Too often bureaucrats are blamed for slowing things down but this one, superbly convert, has delivered yet another blow to Brexit leavers who had been looking for such bailout prospects. The deal will make food imports to China competitive if not cheaper but pry open larger markets to offer more choice such as the stiffly controlled beer barrier. On the obvious sides 99 per cent for Japanese tariff would be lowered for imports to the EU - read cars and electronics - whereas 94 per cent of duty on EU goods would remain thereby protecting a social and political liability that Japan guarded jealously.
Competition brings with it new processes that are expected to push the Japanese economy in to newer ways of doing things including the inevitable changes to age-old practices that in time raises efficiencies.
The biggest achievement was to maintain total secrecy, especially keeping things from the media. Another similar bandwagon is headed for China for another deal that could effectively cut two of the Brexit bright lights being effectively switched off and emerge as major answer to the US trade wars.
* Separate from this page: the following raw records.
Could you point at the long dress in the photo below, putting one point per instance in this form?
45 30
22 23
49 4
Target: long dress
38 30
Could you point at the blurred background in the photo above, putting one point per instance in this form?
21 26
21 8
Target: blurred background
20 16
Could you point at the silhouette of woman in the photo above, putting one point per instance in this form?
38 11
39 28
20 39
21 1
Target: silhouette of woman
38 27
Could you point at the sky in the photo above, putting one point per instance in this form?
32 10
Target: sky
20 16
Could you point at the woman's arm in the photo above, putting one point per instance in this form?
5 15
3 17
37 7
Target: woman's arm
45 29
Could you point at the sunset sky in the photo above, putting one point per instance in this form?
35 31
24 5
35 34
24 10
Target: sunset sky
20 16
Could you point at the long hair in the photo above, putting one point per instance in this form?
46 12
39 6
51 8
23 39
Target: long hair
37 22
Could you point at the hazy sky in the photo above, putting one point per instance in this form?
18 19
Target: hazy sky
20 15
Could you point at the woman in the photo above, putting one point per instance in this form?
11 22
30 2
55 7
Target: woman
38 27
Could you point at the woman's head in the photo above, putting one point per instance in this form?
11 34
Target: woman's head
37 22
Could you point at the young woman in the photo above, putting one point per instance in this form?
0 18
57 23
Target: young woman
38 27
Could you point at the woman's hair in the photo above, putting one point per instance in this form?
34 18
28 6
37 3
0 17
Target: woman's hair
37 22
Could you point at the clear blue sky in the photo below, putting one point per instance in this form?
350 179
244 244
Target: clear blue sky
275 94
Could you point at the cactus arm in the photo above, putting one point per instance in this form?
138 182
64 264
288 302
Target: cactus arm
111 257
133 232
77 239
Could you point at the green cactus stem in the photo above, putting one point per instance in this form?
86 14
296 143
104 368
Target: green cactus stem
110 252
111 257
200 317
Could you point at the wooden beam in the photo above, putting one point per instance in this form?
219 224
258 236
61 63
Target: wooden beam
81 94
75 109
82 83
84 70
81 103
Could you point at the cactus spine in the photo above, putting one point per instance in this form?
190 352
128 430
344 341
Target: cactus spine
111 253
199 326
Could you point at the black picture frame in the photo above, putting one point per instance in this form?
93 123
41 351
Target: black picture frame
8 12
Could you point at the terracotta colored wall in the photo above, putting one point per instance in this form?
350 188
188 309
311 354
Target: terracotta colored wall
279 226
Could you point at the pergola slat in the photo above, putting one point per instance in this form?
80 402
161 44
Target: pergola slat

Japan has found an alternative to the all but scuttled Trans-Pacific Partnership the US walked away from. China, on the other hand, found smoother access to its Silk Road diplomacy with or without the US. In doing so they have kept the bungling media at bay with their silence. Theresa May is pitching bunker battles in horse-sharing that pits Conservatives on one side and Labour on the other with less certainty how many leaver Tories will warm up to her charm. A tenth resignation weakens her slender majority.